Por Horacio Otheguy Riveira

La soledad se presenta sin querer, sin siquiera desear un cambio, de allí que los tres personajes de este Cuidador (The Caretaker, 1959) irrumpieran en la escena británica con tanta fuerza que hasta hoy recorre los escenarios del mundo. Muy cerca del estreno en Londres, el autor escribió el guion para el cine y se estrenó en 1963, ganando ese mismo año un importante galardón: Oso de Plata-Premio Extraordinario del Jurado en el Festival de Berlín.

Soledades per se, antes que personas solas. La soledad como aislamiento en la rara dimensión de desprenderse del ser humano para descolgarse de toda posibilidad existencial. Un estilo nuevo en el teatro para identificar la incapacidad para evolucionar. Un fenómeno muy «pinteriano» en la exposición de los infinitos embustes de los que tres personajes —dos hermanos y un vagabundo— son capaces de organizar para sí mismos y para los demás con tal de mantenerse vivos, en pie, conviviendo malamente en una casa derruida de los dos primeros; una vivienda con goteras, muebles viejos, desgaste que aumenta día a día…

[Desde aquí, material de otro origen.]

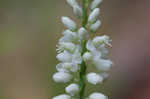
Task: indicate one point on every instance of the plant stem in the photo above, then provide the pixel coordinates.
(83, 65)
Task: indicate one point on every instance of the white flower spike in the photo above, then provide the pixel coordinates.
(76, 52)
(63, 96)
(97, 95)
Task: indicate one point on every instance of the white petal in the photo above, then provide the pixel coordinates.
(67, 46)
(94, 78)
(70, 24)
(74, 67)
(69, 36)
(97, 95)
(94, 15)
(83, 34)
(95, 26)
(72, 89)
(64, 57)
(102, 64)
(77, 11)
(90, 46)
(63, 96)
(62, 77)
(76, 57)
(87, 56)
(95, 3)
(99, 40)
(72, 2)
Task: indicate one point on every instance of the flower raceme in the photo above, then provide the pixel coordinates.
(73, 54)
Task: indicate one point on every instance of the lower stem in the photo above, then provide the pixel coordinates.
(82, 73)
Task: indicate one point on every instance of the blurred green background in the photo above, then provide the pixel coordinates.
(29, 32)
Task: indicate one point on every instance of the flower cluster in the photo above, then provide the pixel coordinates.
(72, 52)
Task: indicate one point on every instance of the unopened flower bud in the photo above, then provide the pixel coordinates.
(87, 56)
(64, 56)
(67, 46)
(95, 26)
(94, 78)
(70, 24)
(103, 64)
(62, 77)
(63, 96)
(95, 3)
(77, 11)
(72, 89)
(94, 15)
(97, 95)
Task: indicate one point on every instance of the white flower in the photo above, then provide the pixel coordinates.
(70, 24)
(90, 46)
(63, 96)
(103, 64)
(76, 57)
(95, 3)
(69, 36)
(62, 77)
(64, 57)
(67, 67)
(83, 34)
(94, 15)
(104, 75)
(72, 89)
(97, 95)
(94, 78)
(98, 45)
(72, 2)
(87, 56)
(68, 46)
(95, 26)
(99, 40)
(77, 11)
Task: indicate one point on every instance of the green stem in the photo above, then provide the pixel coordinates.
(83, 65)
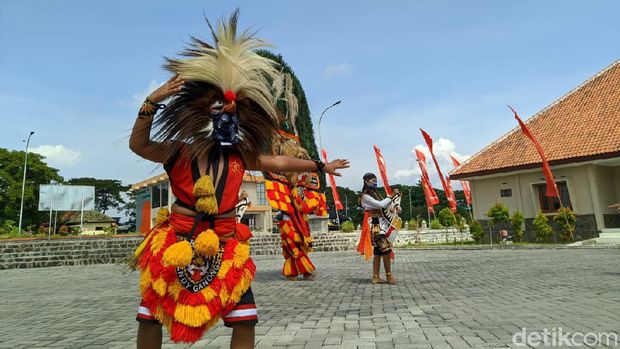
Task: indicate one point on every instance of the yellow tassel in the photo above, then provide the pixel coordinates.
(224, 268)
(138, 252)
(209, 294)
(241, 255)
(207, 243)
(207, 204)
(158, 240)
(179, 254)
(287, 270)
(174, 289)
(204, 186)
(224, 295)
(192, 316)
(162, 215)
(145, 280)
(159, 286)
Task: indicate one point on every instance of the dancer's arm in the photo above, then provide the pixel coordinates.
(282, 163)
(140, 140)
(371, 203)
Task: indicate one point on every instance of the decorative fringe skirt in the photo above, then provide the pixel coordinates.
(189, 300)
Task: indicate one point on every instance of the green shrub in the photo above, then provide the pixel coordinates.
(63, 230)
(446, 217)
(499, 214)
(566, 219)
(414, 224)
(8, 228)
(517, 221)
(435, 224)
(543, 230)
(347, 227)
(476, 231)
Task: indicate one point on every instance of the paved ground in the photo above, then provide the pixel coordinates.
(445, 299)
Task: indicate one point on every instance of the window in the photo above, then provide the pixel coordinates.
(260, 194)
(505, 193)
(164, 194)
(159, 195)
(551, 204)
(155, 197)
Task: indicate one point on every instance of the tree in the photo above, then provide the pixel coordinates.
(566, 219)
(107, 192)
(517, 221)
(446, 217)
(130, 209)
(476, 231)
(11, 175)
(542, 228)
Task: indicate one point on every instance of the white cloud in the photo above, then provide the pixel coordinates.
(337, 70)
(408, 172)
(137, 98)
(58, 155)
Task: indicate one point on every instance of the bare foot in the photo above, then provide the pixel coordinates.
(377, 280)
(309, 276)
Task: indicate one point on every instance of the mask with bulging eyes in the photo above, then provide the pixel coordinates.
(225, 125)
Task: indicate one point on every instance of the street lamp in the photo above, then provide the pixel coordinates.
(21, 207)
(321, 118)
(410, 206)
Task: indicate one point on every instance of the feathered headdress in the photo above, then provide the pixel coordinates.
(228, 95)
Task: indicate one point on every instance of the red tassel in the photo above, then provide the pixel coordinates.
(232, 278)
(230, 96)
(169, 305)
(229, 249)
(150, 298)
(155, 267)
(215, 306)
(169, 274)
(192, 299)
(183, 333)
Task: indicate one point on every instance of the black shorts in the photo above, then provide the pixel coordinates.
(244, 312)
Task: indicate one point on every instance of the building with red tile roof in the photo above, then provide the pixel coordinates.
(580, 134)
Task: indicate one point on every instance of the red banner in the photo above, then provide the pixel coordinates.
(332, 183)
(450, 195)
(427, 188)
(447, 190)
(382, 170)
(464, 184)
(552, 189)
(431, 197)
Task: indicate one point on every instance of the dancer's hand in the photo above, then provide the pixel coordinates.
(169, 88)
(332, 166)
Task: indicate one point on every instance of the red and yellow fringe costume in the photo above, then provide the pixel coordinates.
(294, 229)
(187, 315)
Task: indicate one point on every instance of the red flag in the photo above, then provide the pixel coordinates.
(429, 144)
(450, 195)
(332, 183)
(426, 187)
(382, 170)
(552, 189)
(431, 198)
(464, 184)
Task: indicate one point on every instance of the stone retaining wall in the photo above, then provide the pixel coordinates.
(101, 250)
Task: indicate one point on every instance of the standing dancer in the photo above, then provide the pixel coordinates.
(195, 265)
(376, 228)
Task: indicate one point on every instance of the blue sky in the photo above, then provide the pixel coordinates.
(75, 72)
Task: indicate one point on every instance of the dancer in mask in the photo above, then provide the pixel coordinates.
(376, 228)
(195, 265)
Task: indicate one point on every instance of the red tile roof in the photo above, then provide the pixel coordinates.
(582, 125)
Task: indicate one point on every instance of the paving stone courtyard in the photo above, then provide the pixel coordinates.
(444, 299)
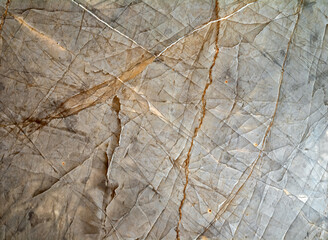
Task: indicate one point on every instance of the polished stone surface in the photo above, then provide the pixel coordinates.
(153, 119)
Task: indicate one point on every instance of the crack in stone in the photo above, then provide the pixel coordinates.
(187, 160)
(4, 15)
(226, 204)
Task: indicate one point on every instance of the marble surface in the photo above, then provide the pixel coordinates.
(153, 119)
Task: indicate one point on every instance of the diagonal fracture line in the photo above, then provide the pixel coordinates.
(114, 29)
(203, 26)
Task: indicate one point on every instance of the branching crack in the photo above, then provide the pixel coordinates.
(203, 111)
(238, 187)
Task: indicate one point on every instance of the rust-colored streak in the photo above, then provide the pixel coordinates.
(38, 33)
(187, 160)
(4, 15)
(95, 95)
(239, 187)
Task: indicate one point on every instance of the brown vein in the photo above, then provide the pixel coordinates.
(187, 161)
(226, 204)
(4, 15)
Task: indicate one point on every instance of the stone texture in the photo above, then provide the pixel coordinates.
(168, 119)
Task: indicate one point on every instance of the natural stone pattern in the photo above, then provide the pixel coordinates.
(163, 119)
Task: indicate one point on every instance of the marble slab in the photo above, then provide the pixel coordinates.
(153, 119)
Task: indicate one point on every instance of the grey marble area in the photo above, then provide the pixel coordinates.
(164, 119)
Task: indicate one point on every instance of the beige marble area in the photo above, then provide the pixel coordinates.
(164, 119)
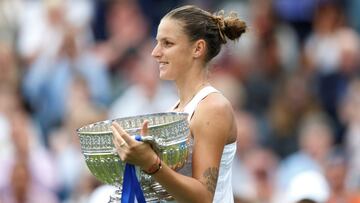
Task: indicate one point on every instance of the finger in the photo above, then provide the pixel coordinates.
(145, 128)
(117, 137)
(124, 135)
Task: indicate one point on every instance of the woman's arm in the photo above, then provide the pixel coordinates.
(210, 126)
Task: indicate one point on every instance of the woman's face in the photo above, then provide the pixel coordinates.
(173, 50)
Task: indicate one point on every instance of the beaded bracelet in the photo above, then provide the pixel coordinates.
(154, 168)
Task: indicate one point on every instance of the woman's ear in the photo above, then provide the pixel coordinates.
(199, 48)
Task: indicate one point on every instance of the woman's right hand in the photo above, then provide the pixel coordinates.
(132, 151)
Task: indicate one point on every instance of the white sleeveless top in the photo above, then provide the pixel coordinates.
(223, 193)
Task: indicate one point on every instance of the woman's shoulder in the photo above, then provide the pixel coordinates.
(215, 105)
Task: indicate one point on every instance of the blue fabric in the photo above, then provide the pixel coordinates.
(131, 186)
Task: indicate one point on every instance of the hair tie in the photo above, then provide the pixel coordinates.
(219, 20)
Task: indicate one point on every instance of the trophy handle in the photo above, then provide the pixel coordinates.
(151, 140)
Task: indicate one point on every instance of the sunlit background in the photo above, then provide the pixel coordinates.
(293, 80)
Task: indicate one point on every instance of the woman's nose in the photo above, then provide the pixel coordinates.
(156, 52)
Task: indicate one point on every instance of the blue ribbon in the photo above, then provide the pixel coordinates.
(131, 186)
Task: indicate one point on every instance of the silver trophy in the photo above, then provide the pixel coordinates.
(168, 134)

Las mentiras que articulan a veces tienen gracia, otras veces inquietan, y en manos del autor se repiten y en cada reiteración van teniendo diversos sonidos, respiraciones acompasadas, como melodías de un delirio que no cesa. Pero el final llega y cuando lo hace, uno de los tres acabará perdiendo más que los demás. Un círculo que se rompe, una idealización de sueños imposibles porque, como en Esperando a Godot, de Samuel Beckett (1953), el impulso de avanzar no adquiere energía suficiente. Sin embargo, hay en Pinter una cotidianidad más cercana, como si el dramaturgo trabajara con un teatro costumbrista y lo fuera despojando de sus habituales convencionalismos, para dejar abandonados a los tres personajes en la relativa comodidad de una casa maltrecha para dormir todas las noches, sin poder evitar que se siga desgastando, seguramente hasta acabar del todo con ellos dentro. Los diálogos crecen en una espesura delicadísima, difícil de representar, como señaló un gran estudioso del teatro en la misma época en que se estrenó:

De «Teatro de protesta y paradoja», de George E. Wellwarth (1964)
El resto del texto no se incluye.